Energy infrastructure and markets have developed over nearly two centuries around fossil fuel systems. Regulations, pricing structures, grid rules, building codes, and investment frameworks all reflect this history. While many of the technologies needed for a clean energy transition have been demonstrated to be effective and economically competitive, widespread deployment requires policy frameworks that enable adoption, remove barriers, and align economic incentives with modern energy solutions.

Energy policy research examines how regulations, incentives, and market structures can accelerate the transition to clean, affordable, and reliable energy systems while creating economic opportunity and maintaining energy security. Effective policy can unlock the benefits of technical innovations that RASEI researchers are developing across buildings, transportation, industry, and the grid.

RASEI researchers work on energy policy across multiple dimensions, often in close collaboration with colleagues developing the underlying technologies.

Policy analysis and impact assessment examines how existing and proposed policies affect energy technology adoption, costs, and outcomes. This includes analyzing the effectiveness of incentive programs, regulatory approaches, and market structures. For example, understanding how building codes affect the adoption of efficiency technologies, how electricity pricing structures influence decisions about rooftop solar and battery storage, or how industrial regulations impact the competitiveness of cleaner manufacturing processes. This analysis provides evidence on what policy approaches work, where barriers exist, and how regulations can be improved.

Multi-level policy coordination addresses the complexity of energy policy across local, state, federal, and international levels. Energy systems span jurisdictions, requiring coordination between building codes (often local), utility regulation (typically state), environmental standards (often federal), and trade policy (international). RASEI researchers analyze how policies at different levels interact, identify opportunities for effective coordination, and examine how sub-national policies can advance clean energy goals.

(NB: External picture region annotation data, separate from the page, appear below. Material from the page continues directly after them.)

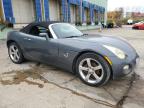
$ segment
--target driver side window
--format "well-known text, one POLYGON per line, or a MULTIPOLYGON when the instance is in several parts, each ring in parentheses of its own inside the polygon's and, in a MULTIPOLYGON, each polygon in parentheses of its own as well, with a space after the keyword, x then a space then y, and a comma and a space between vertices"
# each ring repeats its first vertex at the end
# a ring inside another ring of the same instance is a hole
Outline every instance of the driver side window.
POLYGON ((48 28, 45 28, 45 27, 41 27, 41 26, 33 26, 31 29, 30 29, 30 32, 29 34, 30 35, 33 35, 33 36, 38 36, 39 37, 39 34, 40 33, 47 33, 49 38, 52 38, 52 35, 49 31, 48 28))

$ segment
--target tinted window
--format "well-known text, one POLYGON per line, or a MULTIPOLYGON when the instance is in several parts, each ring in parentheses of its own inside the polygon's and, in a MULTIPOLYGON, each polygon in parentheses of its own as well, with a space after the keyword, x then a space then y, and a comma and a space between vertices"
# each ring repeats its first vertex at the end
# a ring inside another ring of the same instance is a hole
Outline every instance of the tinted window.
POLYGON ((45 27, 33 26, 29 32, 29 34, 31 34, 33 36, 39 36, 40 33, 47 33, 49 38, 52 38, 52 35, 51 35, 49 29, 45 28, 45 27))
POLYGON ((71 36, 82 36, 83 33, 74 26, 67 23, 59 23, 52 25, 52 29, 58 38, 66 38, 71 36))

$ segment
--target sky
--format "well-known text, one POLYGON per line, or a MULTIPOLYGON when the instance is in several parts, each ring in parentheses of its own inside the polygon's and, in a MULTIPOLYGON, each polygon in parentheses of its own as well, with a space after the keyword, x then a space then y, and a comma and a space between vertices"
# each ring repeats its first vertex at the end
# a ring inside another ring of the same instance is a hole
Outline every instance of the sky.
POLYGON ((125 7, 128 11, 144 12, 144 0, 108 0, 108 11, 118 7, 125 7))

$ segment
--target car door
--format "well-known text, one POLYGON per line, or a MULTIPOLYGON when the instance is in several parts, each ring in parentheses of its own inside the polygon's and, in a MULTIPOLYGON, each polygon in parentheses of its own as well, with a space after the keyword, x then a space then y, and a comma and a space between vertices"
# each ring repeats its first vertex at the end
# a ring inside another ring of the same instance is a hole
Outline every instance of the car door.
POLYGON ((39 36, 39 33, 46 31, 47 28, 34 27, 29 34, 24 34, 24 50, 26 55, 32 60, 54 64, 53 61, 56 61, 58 57, 58 46, 55 39, 46 39, 46 37, 39 36))

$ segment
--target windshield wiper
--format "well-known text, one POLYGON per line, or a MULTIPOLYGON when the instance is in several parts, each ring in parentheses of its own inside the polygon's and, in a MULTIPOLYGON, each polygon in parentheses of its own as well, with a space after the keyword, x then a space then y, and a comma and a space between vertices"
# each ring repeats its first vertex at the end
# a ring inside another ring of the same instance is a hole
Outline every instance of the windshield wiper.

The transition to a modern, clean energy economy depends not only on technological innovation but on policy frameworks that enable deployment, ensure affordability, create economic opportunity, and maintain reliability. RASEI's policy research connects directly to technical work across all research areas, from buildings and transportation to industrial processes and grid systems, ensuring that policy analysis is informed by deep technical understanding while technical research is guided by awareness of policy realities and deployment pathways.